Entretanto, a comunidade começa a receber motores, financiados pela Cooasgo, adaptados para reaproveitar a energia gerada pelos biodigestores com a finalidade de bombear o fertilizante até lavouras e pastagens. O processo economiza recursos sem riscos para a saúde, pois as bactérias patogênicas morrem durante a biodigestão. Na etapa final, a energia será utilizada para abastecer as propriedades e pode até ser vendida para a concessionária estadual de eletricidade.

“Com o biodigestor, a produção de leite só vai gerar lucro por que o pasto é enriquecido com fertilizante produzido no próprio lote”, explica o assentado Valdenir Valentini.

Para explicar seus cálculos, Valentini toma a propriedade do presidente da Cooasgo, Jair Borgmann, como exemplo a ser seguido. Ex-beneficiário da reforma agrária, que comprou uma fazenda com o lucro da suinocultura, Borgmann mantém 30 matrizes leiteiras em cada hectare ferti-irrigado por meio do mesmo biodigestor que ajuda a implantar no Campanário.

Com essa capacidade de carga e produção média de 10 litros por vaca/dia em 10 hectares, que é a metade dos lotes, cada assentado terá condições de ordenhar três mil litros de leite diariamente. Perante cotação de R$ 0,60, o leite pode incrementar a renda da família em R$ 180 reais diários. O valor significa mais de R$ 5 mil por mês, sem contar os ganhos gerados pela suinocultura e venda dos créditos de carbono.

Parâmetros nacionais

Enquanto melhoram as próprias condições de vida, os moradores do Campanário ajudam a criar novos patamares de desenvolvimento para a agricultura nacional.

O presidente da Acafe, Roque Busarello, cedeu parte de seu lote para a Embrapa Pantanal instalar um experimento sobre o uso do substrato proveniente da biodigestão. Em meio hectare, pesquisadores do instituto investigam qual a ponto ideal de ferti-irrigação para obter o melhor aproveitamento do solo sem contaminar o lençol freático. Em outro extremo do lote, uma mini estação meteorológica acompanha o desenvolvimento do clima na região.
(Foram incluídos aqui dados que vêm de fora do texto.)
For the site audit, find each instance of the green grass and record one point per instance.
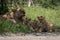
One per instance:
(52, 15)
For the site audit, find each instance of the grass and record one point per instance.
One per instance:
(52, 15)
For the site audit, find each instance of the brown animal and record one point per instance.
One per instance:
(34, 25)
(15, 15)
(45, 25)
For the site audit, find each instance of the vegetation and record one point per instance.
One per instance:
(48, 8)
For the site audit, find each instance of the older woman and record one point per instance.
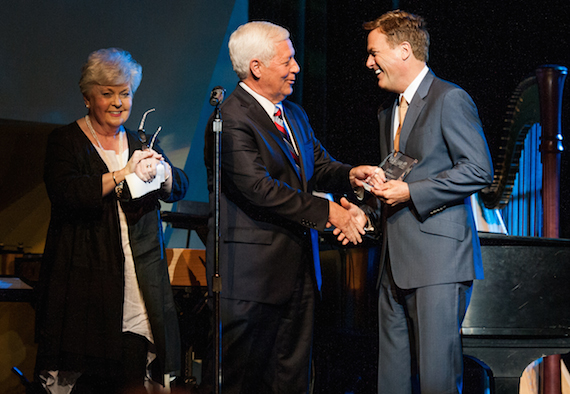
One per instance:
(105, 312)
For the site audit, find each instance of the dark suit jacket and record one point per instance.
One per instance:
(81, 290)
(432, 239)
(266, 208)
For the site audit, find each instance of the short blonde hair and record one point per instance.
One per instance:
(111, 66)
(400, 26)
(254, 40)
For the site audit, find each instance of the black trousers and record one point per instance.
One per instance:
(267, 348)
(130, 376)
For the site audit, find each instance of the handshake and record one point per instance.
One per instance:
(348, 219)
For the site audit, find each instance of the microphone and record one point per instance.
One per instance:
(217, 95)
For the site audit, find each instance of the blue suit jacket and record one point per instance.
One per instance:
(432, 239)
(267, 209)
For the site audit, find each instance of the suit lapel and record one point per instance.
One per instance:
(294, 126)
(414, 109)
(256, 111)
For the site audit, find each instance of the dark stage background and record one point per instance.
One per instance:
(486, 47)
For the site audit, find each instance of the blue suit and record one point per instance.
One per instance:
(431, 250)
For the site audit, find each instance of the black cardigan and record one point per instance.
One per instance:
(81, 289)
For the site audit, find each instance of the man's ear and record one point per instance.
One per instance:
(406, 50)
(255, 68)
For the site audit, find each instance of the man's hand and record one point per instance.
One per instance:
(349, 221)
(371, 175)
(392, 192)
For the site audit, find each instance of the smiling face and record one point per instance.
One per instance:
(109, 106)
(275, 81)
(387, 62)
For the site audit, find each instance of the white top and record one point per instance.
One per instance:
(408, 95)
(135, 317)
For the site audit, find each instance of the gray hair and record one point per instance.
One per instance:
(254, 40)
(112, 66)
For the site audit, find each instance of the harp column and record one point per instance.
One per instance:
(550, 80)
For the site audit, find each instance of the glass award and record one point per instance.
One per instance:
(397, 165)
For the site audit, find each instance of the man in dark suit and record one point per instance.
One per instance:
(431, 252)
(270, 218)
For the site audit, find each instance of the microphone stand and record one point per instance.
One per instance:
(216, 279)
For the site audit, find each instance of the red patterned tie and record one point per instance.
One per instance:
(278, 120)
(403, 108)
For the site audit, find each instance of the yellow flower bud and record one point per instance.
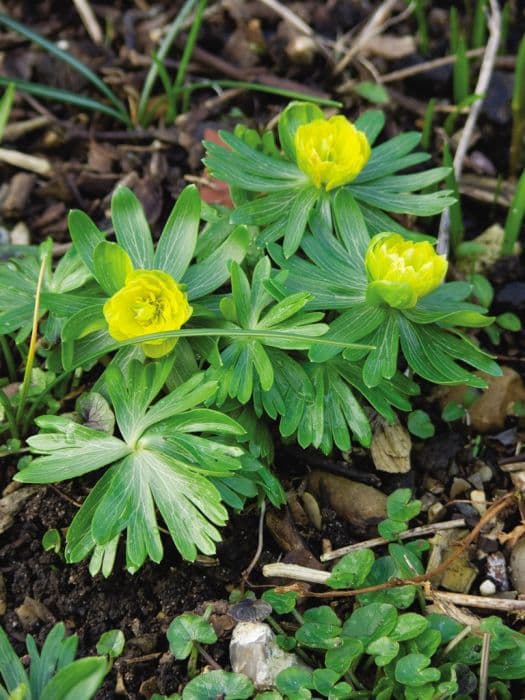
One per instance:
(332, 152)
(150, 302)
(400, 271)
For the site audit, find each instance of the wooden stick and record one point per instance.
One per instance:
(41, 166)
(485, 74)
(408, 534)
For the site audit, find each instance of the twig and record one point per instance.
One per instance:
(415, 70)
(89, 20)
(485, 73)
(457, 639)
(372, 28)
(484, 668)
(504, 605)
(246, 573)
(302, 573)
(408, 534)
(289, 16)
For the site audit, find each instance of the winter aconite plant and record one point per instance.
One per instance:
(306, 305)
(280, 191)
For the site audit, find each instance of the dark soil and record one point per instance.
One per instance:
(90, 154)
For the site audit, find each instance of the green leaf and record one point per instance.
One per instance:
(294, 679)
(131, 228)
(85, 322)
(412, 670)
(371, 622)
(218, 684)
(11, 668)
(81, 679)
(292, 117)
(352, 570)
(420, 424)
(51, 541)
(319, 636)
(178, 239)
(400, 506)
(342, 657)
(350, 225)
(71, 451)
(452, 411)
(6, 103)
(111, 266)
(300, 211)
(111, 644)
(206, 276)
(372, 123)
(350, 327)
(509, 321)
(85, 236)
(281, 603)
(95, 412)
(409, 626)
(384, 650)
(185, 630)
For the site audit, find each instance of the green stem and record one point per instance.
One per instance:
(40, 400)
(260, 87)
(188, 48)
(9, 414)
(165, 46)
(8, 357)
(32, 344)
(514, 218)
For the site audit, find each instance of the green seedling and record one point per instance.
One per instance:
(518, 112)
(53, 673)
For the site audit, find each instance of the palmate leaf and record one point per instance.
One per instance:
(335, 416)
(246, 361)
(165, 462)
(84, 333)
(280, 198)
(18, 283)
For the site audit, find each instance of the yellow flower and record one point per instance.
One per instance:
(150, 302)
(400, 271)
(332, 152)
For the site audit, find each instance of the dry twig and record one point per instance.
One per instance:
(485, 73)
(89, 20)
(407, 535)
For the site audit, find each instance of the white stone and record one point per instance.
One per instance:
(487, 587)
(254, 652)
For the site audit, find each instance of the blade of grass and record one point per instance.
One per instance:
(514, 218)
(518, 112)
(32, 344)
(9, 414)
(456, 215)
(189, 46)
(164, 48)
(5, 107)
(261, 87)
(65, 96)
(67, 58)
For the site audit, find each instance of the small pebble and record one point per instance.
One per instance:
(479, 501)
(487, 587)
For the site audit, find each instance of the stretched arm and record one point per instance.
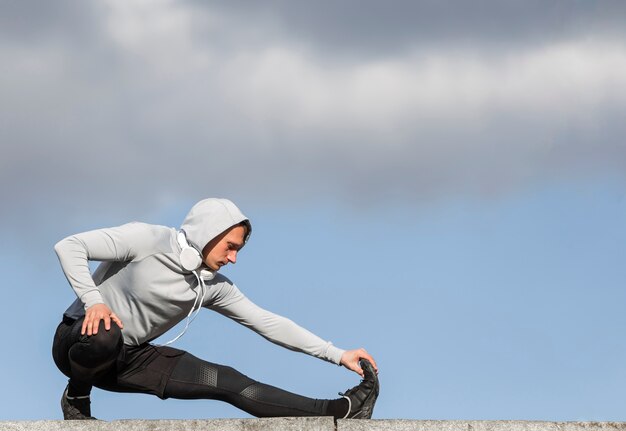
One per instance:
(282, 331)
(275, 328)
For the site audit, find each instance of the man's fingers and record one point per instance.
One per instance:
(94, 325)
(117, 320)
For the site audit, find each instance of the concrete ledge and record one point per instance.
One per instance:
(307, 424)
(412, 425)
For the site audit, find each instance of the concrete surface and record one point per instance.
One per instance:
(412, 425)
(307, 424)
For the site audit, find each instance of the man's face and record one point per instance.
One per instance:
(223, 248)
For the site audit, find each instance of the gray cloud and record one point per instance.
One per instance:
(131, 105)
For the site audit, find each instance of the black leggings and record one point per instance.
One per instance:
(104, 361)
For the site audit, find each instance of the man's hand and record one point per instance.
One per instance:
(94, 315)
(350, 360)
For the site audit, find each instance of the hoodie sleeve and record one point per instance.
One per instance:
(111, 244)
(277, 329)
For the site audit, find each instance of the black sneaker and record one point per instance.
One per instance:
(361, 398)
(76, 408)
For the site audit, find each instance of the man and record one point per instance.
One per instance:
(153, 277)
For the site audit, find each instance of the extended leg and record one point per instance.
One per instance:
(193, 378)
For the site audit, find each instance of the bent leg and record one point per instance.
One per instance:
(193, 378)
(85, 358)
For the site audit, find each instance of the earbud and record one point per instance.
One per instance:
(190, 258)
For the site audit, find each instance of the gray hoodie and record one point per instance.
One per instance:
(141, 280)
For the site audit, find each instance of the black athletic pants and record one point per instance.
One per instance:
(104, 361)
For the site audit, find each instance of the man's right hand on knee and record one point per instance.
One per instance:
(94, 315)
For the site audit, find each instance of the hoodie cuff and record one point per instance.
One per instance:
(334, 354)
(92, 297)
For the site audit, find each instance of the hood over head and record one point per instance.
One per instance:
(209, 218)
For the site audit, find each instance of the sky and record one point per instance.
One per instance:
(440, 182)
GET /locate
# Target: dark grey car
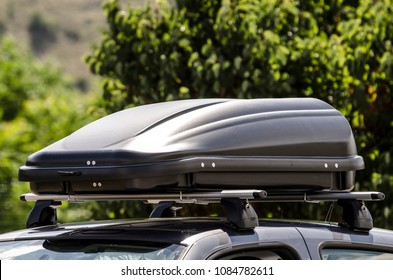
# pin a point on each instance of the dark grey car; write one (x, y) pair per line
(226, 151)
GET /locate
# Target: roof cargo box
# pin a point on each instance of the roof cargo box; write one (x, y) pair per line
(280, 145)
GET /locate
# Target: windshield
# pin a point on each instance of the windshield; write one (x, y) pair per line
(88, 250)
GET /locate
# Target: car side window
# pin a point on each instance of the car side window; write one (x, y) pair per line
(354, 254)
(257, 253)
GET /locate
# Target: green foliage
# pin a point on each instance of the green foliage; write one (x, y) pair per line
(339, 51)
(38, 106)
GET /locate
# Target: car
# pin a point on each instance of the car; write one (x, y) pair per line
(232, 152)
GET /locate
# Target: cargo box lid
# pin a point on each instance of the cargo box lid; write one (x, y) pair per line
(288, 143)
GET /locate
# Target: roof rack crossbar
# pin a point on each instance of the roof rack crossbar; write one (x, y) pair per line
(211, 196)
(181, 197)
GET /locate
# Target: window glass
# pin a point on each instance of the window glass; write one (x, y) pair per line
(41, 250)
(354, 254)
(244, 253)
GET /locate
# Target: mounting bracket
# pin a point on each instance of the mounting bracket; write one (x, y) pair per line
(240, 213)
(355, 215)
(43, 213)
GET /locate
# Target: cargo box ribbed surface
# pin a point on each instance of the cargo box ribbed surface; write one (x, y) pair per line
(285, 144)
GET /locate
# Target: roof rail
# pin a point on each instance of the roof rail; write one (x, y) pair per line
(240, 213)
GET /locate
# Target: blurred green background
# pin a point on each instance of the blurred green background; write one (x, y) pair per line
(63, 65)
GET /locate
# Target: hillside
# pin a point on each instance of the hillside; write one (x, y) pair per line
(58, 31)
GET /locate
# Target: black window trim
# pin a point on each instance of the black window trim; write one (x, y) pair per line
(255, 246)
(354, 246)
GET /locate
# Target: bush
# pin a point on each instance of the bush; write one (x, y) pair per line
(338, 51)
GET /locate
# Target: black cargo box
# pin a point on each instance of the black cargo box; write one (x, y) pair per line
(291, 144)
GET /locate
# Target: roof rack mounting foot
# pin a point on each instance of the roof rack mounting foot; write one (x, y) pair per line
(356, 216)
(43, 213)
(165, 209)
(240, 213)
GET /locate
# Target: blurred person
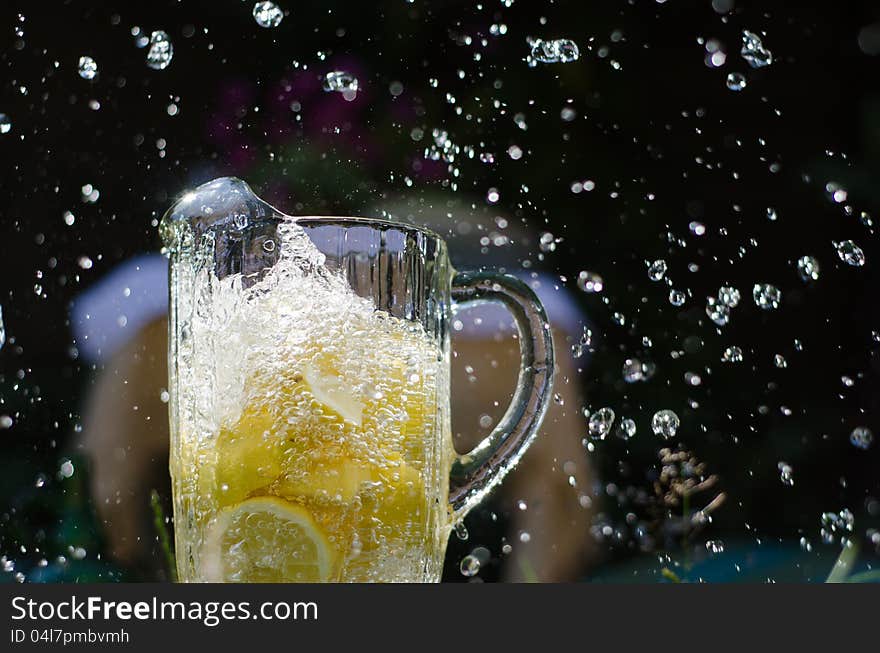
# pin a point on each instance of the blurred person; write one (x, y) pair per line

“Até hoje os biodigestores eram implantados no Brasil com base nos parâmetros da Nova Zelândia e União Europeia. Este experimento avalia solo, clima, relevo e pluviosidade do assentamento para determinar o ponto ótimo de ferti-irrigação nas nossas condições”, explica Busarello com a intimidade de quem colabora para a produção nacional de conhecimentos sobre agricultura.

Kioto

Pelo Protocolo de Kioto, em vigor desde 2005, 175 nações do mundo comprometeram-se ea diminuir o nível de emissão dos gases que causam o efeito estufa em 5,2% até 2012, tomando como base o ano de 1990. Pelo acordo, as empresas que não atingirem sua meta devem financiar ações de mitigação bem sucedidas nos países em desenvolvimento. 

A transação é chamada de venda de créditos de carbono e criou um mercado internacional. Uma série de empresas especializaram-se a fazer a ponte internacional entre os empreendimentos poluentes e mitigadores. Elas são responsáveis por detectar ações de preservação ambiental que podem compensar as atividades que não conseguiram diminuir seu ônus ao planeta e manter tecnologicamente as iniciativas menos poluidoras.